Eyes on the Street: Remove Car Parking, and Bike Lanes Vastly Improve

Despite the utility ditch, do parts of the Valencia bike lane actually feel safer with the parked cars removed? Photos: Aaron Bialick

In most of San Francisco’s bike lanes, people are forced to ride between parked cars and moving cars. The looming threat of opening car doors and cars entering the bike lane is unsettling enough to keep many San Franciscans from riding a bike at all.

But take the car parking out of the equation, and that same 5- or 6-foot wide bike lane can feel immensely safer. That difference is apparent at construction sites like the current one at 1844 Market Street, between Octavia Boulevard and Laguna Street, where the north-side parking lane has been replaced by a fence separating the walkway and the bike lane. Suddenly, climbing the hill towards the Wiggle has become a less harrowing experience — at least until the parking comes back.

The bike lane on the block-long climb up Market is now free of parked cars -- legally parked ones, at least (is this sign supposed to be an excuse to park in the bike lane?) Photo: Aaron Bialick

At another construction site, half of the northbound bike lane on Valencia Street underneath the Central Freeway was recently occupied by a utility ditch, with the bike lane running along the pavement’s remaining edge. Parts of the parking lane are closed to drivers. This case is probably more subjective to the rider, but I actually felt better riding in a skinnier bike lane along the edge of a small cliff compared to riding in between cars (the space occupied by the ditch is normally the door zone, anyway).

It goes to show how a bike lane’s quality can vary widely based on something as simple as its alignment. Even without physical separation from motor traffic, I would hazard that a bike lane striped along a curb feels comfortable for a much broader demographic than one placed in the door-zone.

Take some recent examples of new bike lanes in San Francisco: the buffered bike lane on Eighth Street is about 11 feet wide, but because it’s subject to frequent incursions by cars (and runs on a street with heavy motor traffic), it certainly doesn’t feel like a dedicated space safe enough for anyone 8 to 80 years old. (There is a long-term plan to convert it to a parking-protected bike lane.)

Meanwhile, parts of the new bike lanes on 17th and 23rd Streets are curbside. Perhaps Streetsblog commenters who use them can attest: How does your bicycling experience change when you don’t ride next to the door zone?

The new bike lanes on either side of 23rd Street may be the same width, but they're not equally safe. Photo: ##http://www.flickr.com/photos/sfbike/7544987556/##SFBC/Flickr##
  • Richard Mlynarik

    Harrowing!  It’s all just so harrowing.  Every time I ride out of the house, it’s harrow here and harrow there, harrow all the way, no buffering or protecting, just piles of pointy aggressive harrows everywhere.
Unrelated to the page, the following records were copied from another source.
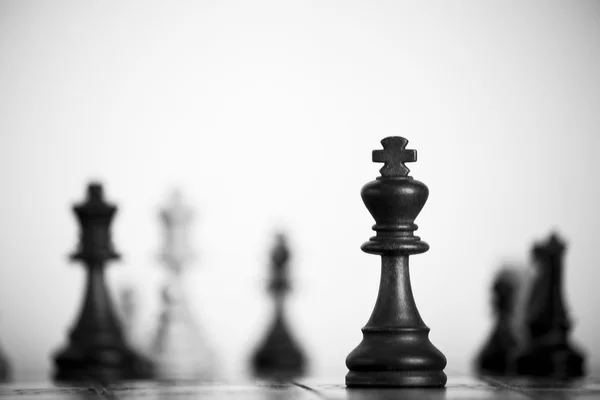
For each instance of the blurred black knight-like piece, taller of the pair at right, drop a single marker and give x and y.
(547, 351)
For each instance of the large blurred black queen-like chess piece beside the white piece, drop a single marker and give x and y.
(97, 349)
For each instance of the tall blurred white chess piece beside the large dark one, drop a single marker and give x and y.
(180, 350)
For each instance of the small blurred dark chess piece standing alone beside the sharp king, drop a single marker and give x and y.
(279, 357)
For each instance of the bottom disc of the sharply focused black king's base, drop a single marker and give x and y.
(405, 379)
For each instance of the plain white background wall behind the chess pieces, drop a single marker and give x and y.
(265, 114)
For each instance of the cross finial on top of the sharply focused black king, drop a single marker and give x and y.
(394, 155)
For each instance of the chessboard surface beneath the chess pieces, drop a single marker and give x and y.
(458, 387)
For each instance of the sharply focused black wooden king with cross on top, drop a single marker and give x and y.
(395, 350)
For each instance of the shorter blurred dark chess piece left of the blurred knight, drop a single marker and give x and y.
(497, 355)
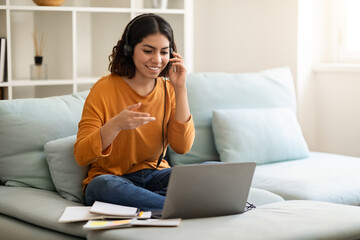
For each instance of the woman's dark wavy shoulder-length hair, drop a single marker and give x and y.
(137, 29)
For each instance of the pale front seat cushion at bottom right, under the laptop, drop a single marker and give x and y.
(280, 220)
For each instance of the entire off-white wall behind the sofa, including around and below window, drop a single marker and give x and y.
(252, 35)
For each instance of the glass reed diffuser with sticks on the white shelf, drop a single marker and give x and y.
(38, 71)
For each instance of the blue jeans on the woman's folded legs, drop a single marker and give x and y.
(144, 189)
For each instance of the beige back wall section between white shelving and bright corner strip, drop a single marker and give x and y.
(244, 35)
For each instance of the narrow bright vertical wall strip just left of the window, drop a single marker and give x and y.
(308, 48)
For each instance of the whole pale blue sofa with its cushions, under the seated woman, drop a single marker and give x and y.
(238, 117)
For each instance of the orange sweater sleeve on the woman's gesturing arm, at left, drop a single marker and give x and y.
(88, 146)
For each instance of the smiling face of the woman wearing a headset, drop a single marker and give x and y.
(151, 56)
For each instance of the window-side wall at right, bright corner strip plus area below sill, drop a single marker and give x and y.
(328, 97)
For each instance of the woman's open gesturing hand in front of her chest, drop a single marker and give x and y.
(129, 118)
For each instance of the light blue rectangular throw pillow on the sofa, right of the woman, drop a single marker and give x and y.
(263, 135)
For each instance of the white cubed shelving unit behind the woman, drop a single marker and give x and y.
(80, 35)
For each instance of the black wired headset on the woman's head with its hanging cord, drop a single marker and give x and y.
(128, 52)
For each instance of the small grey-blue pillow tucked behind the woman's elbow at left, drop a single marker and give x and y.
(66, 174)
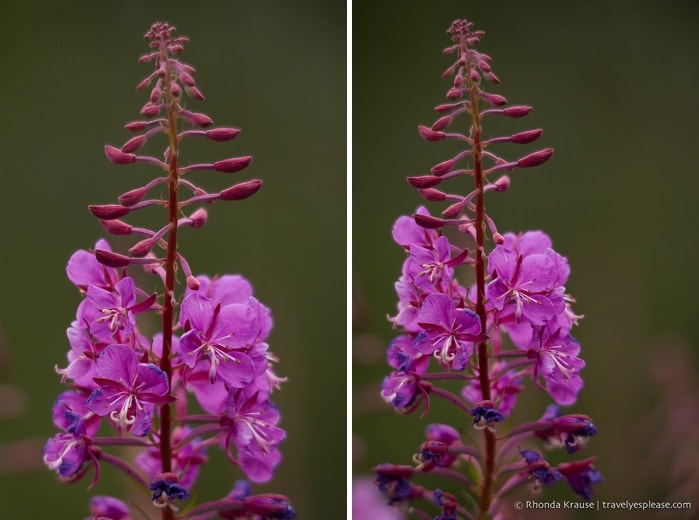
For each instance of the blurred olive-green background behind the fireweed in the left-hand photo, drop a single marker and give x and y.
(277, 70)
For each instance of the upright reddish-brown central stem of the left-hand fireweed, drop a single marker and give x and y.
(170, 275)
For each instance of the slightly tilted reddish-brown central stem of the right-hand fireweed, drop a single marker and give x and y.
(483, 365)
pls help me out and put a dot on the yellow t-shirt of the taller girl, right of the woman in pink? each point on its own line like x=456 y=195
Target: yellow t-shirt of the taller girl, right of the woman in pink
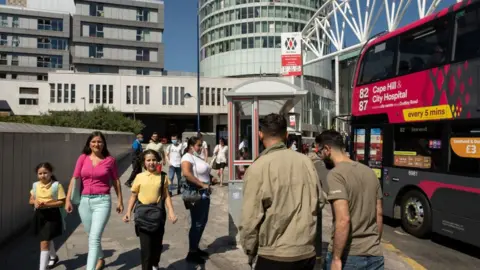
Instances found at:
x=147 y=186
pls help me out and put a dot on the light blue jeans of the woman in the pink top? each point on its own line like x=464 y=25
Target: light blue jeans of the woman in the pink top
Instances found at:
x=94 y=211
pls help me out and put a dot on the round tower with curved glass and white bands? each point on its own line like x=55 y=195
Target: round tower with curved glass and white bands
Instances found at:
x=241 y=38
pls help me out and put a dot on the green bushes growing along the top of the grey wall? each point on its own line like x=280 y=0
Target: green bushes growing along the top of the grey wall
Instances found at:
x=100 y=118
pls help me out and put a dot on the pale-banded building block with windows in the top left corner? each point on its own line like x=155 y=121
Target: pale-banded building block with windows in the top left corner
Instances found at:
x=32 y=43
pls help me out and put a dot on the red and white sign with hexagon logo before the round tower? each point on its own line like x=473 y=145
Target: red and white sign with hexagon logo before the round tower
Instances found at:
x=291 y=54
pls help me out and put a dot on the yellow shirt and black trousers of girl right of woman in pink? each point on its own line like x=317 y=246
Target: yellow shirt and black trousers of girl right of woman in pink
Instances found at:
x=147 y=187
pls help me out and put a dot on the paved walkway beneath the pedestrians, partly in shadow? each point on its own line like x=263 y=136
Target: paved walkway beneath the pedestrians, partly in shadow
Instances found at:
x=121 y=246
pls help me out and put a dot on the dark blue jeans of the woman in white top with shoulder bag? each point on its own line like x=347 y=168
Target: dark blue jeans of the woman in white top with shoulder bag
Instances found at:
x=199 y=215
  • I was riding on 8th the other day and had a cab pass me fully in the bike lane area with about a foot of room.  This was between Howard and Folsom, so there’s no right turn excuse.  Of course this cab driver wasn’t dropping anyone off, they just wanted to get to the gas station at Bryant and 8th faster.

    So very lame.

  • guest

    “Floating” car parking that buffers cyclists from moving traffic is the answer.  

    On-street parking is necessary to also buffer pedestrians from cars.

  • jjsmack

    Why are people in this city so obsessed with street parking? Let’s face it – cars are ugly, especially when there’s a whole line of them on the street. In some ways, I prefer the look of suburbs where people have garages and don’t leave their ugly cars on public roads. Also makes the streets feel safer. If the city is dense enough that most people don’t have garages, then most people also don’t need cars.

  • Sprague

    It’s less daunting to ride in a bike lane that is not sandwiched between parked cars and moving cars.  Then one is able to keep an eye out for glass shards and potholes as opposed to car doors that may suddenly open and people that may suddenly emerge from between parked cars, as well as cars accessing and leaving parking spots.  Of course, the width of bike lanes also makes a difference, as does the speed of passing cars.  The bike lanes on Valencia are comfortable to ride because the lanes are wide and cars tend to move at safe speeds.   The lanes on 17th Street are narrow but at least car traffic tends to also move not too fast, in my experience.  The bike lanes on Upper Market are wide enough but auto traffic tends to speed.  The bike lane markings are often faded and the intersections are very wide.  With its great width and rather large pedestrian presence, Upper Market is in need of traffic calming (and buffered bike lanes) – unlike 17th Street where changes wouldn’t be as easy to implement.  Once again, thanks for covering another subject important to San Francisco’s livability, Aaron.

  • Anonymous

    I’m so glad that your experience represents that of the entire 8 to 80 demographic for whom cycling infrastructure is supposed to be designed. I mean, imagine being able to experience the cycling challenges of a junior school kid and a senior at the same time! Truly you must be a gifted individual.

  • Greg

    There’s room enough for three bike lanes now, instead of a third of a bike lane.